Watch out for Cranky Heaters!
Air conditioners and heat pumps often have “crankcase heaters” (also called “sump heaters”). Their purpose in life is to protect the compressor from refrigerant “migration” during off-cycle conditions when the compressor becomes cooler than other components in the system, causing refrigerant to condense in the compressor. Refrigerant can also migrate to the compressor when it isn’t cooler than other components because oil in a compressor sump absorbs refrigerant. Gravitational drainback of refrigerant to a compressor is another way for liquid refrigerant to fill an oil sump. Liquid refrigerant damages compressors directly, breaking pistons and valves. Excess refrigerant in a compressor’s oil sump also lowers lubricant viscosity, causing “scuffing” between sliding surfaces in the compressor.
Ironically, crankcase heaters are notorious for failing. Heat pumps can be designed to be tolerant of refrigerant migration, eliminating the need for crankcase heaters, so why aren’t they? Heat pumps with sump heaters are vestiges of older designs or old designers. Modern heat pumps should take advantage of refrigerant tolerant compressor technologies (eg, scroll compressors), compressor speed (inverter drive) control, digital refrigerant controls, and smaller heat exchanger tubing (eg, aluminum microchannels and 5mm diameter tubing). Many of these new technologies reduce unit cost and improve system efficiency, as seen in today’s very high efficiency mini-split heat pumps.
Crankcase heater energy is not included in yellow tag efficiency labels (see Figure 1). With a crankcase heater, the HSPF (Heating Seasonal Performance Factor) is actually 0 on days without heat pump operation! Today’s high performance homes are more susceptible to crankcase heater standby energy losses because heat is not needed until outdoor temperatures drop below 40 to 50F. Some sump heaters have temperature controls that activate the heater when outdoor temperatures are between 60 to 70F, while some heaters are always active whenever the compressor is inactive.
Residential heat pump crankcase heaters range from 40 to 70W of power. The amount of active heater time will vary depending on climate and home heating needs. For a high performance house that does not need significant heat until outdoor temperatures drop below 40F, as much as 2400 annual hours are at temperatures in the 40 to 65F range in northern tier climates while 700 to 1000 hours occur in milder, southern climates. A 70W heater active for 2000 hours per year would use 140kW-hours of electricity, or about $17, which is about half the energy used by a refrigerator and is sufficient for driving an electric vehicle 500 miles. An idle heat pump could potential use 4 times this energy per year (8000 hours).

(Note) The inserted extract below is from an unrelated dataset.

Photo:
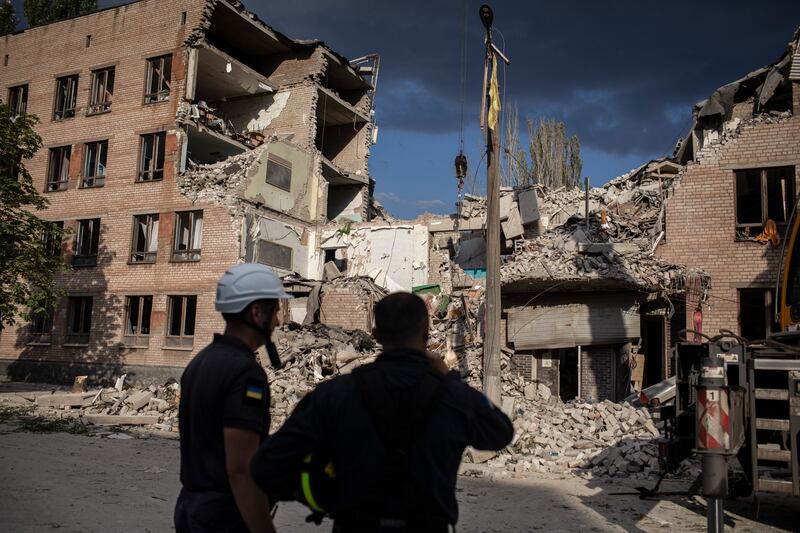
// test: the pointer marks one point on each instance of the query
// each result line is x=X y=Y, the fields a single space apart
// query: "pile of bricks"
x=153 y=406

Identifying heat pump units with crankcase heaters is not straightforward. Product brochures do not have heater details, however the Technical guide specifications typically do contain sump heater information. Figure 2 displays a component specification table from the Trane XR14 economy heat pump guide that showing none of the XR14 models have crankcase heaters.

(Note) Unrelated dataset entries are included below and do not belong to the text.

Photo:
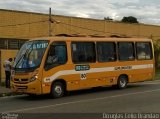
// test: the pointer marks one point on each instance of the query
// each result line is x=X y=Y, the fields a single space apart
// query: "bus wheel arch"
x=122 y=81
x=58 y=88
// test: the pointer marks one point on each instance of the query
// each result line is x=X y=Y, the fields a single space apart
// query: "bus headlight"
x=34 y=78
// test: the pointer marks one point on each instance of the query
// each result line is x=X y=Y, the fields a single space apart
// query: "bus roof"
x=90 y=39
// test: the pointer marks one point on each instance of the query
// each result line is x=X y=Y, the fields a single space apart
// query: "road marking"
x=81 y=101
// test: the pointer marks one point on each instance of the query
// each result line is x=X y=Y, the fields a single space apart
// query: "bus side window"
x=57 y=55
x=106 y=51
x=83 y=52
x=126 y=51
x=144 y=51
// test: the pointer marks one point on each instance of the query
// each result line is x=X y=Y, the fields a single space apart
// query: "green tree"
x=129 y=19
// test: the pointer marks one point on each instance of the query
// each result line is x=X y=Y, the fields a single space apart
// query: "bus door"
x=55 y=63
x=84 y=58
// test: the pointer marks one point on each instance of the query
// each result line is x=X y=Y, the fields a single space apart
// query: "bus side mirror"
x=52 y=60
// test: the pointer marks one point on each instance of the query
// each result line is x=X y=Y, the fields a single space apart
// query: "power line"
x=23 y=23
x=105 y=31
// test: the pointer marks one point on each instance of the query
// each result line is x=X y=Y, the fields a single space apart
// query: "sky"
x=146 y=11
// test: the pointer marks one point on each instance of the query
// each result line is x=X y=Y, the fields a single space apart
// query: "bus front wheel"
x=122 y=82
x=57 y=90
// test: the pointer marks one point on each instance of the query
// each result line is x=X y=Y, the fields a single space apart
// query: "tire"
x=57 y=90
x=122 y=82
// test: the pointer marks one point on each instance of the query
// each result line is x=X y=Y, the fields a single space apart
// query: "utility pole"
x=50 y=23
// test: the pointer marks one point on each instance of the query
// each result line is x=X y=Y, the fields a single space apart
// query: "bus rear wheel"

Figure 3 shows a similar technical specification guide for Trane’s high end XL20i series heat pumps, which conversely all contain crankcase heaters. Interestingly, Trane’s high end heat pumps are all inverter-drive, scroll compressors which tend to tolerate refrigerant migration.
We don’t want you to think we are picking on one company. Trane manufactures high quality equipment and is a leader in technology development. We can show the same with many other heat pump manufacturers. York, another manufacturer of high quality HVACR equipment, has similar product offerings and further demonstrates the confusing nature of crankcase heaters.
Figure 4 is the technical specification guide for York’s economy LX heat pump series. The specification guide table lists crankcase heaters for intermediate capacity heat pumps with “reciprocating” (piston) compressor, but no heaters for the 1 ½ ton (18,000Btu/h) and 5 ton (60,000Btu/h) scroll compressor models.
Figure 5 shows the technical specification for York’s premium Affinity heat pumps, listing crankcase heaters for all models even though all units use scroll compressors. It’s confusing!
The bottom line is to be aware of crankcase heaters, and that you can find models at all capacities that do not use crankcase heaters. Perhaps 140kW-hours per year of unneeded energy use doesn’t sound that bad, but over a heat pump’s lifetime, this energy might have provided 10,000 miles of EV driving.